OpenTable CEO Matt Roberts praised Priceline’s expertise in online marketing globally on all types of devices, and is working on making it easier to sign up new restaurants to its service — creating a cloud-based system, instead of using the hardware it now needs restaurants to install to use OpenTable.
“Travelers are diners,” Priceline Group CEO and President Darren Huston said on a conference call. “It’s the same customers. There’s opportunity to cross-promote brands.” Huston said Priceline’s first goal is to expand OpenTable internationally.
OpenTable serves more than 15 million diners per month at more than 31,000 restaurants. OpenTable allows users to make free reservations at restaurants through its website and mobile apps. OpenTable makes money by charging restaurants fees for the bookings. OpenTable users can also read reviews and view menus through the website or mobile app.
Priceline serves an average of more than 1 million guests, who stay in accommodations booked each night (using brands Priceline, Booking.com, Active Hotels and Agoda). Priceline has relationships with more than 480,000 properties in more than 200 countries and territories worldwide.
OpenTable was founded in 1998 and has enjoyed double-digit growth for the past several years.
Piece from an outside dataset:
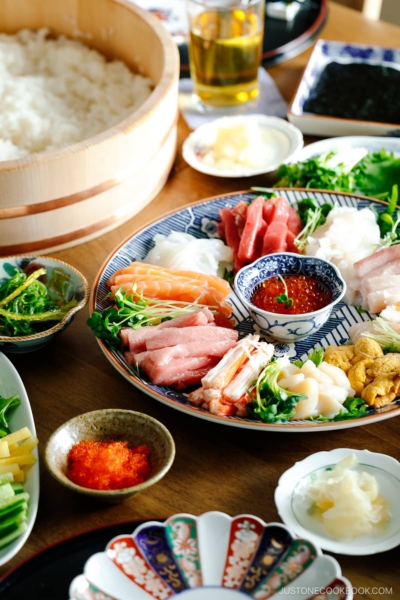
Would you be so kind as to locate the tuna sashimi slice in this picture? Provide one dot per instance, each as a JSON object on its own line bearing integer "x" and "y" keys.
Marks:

Last year OpenTable generated revenue of $190 million — up 18 percent from 2012 and more than triple its 2008 revenue of $55.8 million.
Priceline, which was founded in 1997, and is based in Norwalk, Connecticut, will pay $103 per share, which is a 46 percent premium to OpenTable Inc.’s Thursday closing price of $70.43.
Shares of OpenTable rose 33.05, almost 47 percent to $103.46 in midday trading Friday. Priceline shares fell $22.16, or 1.8 percent, to $1,203.84.
Priceline, which generated sales of $6.8 billion last year, has made a series of travel-related acquisitions over the last decade, most recently last year’s purchase of online travel site Kayak.com.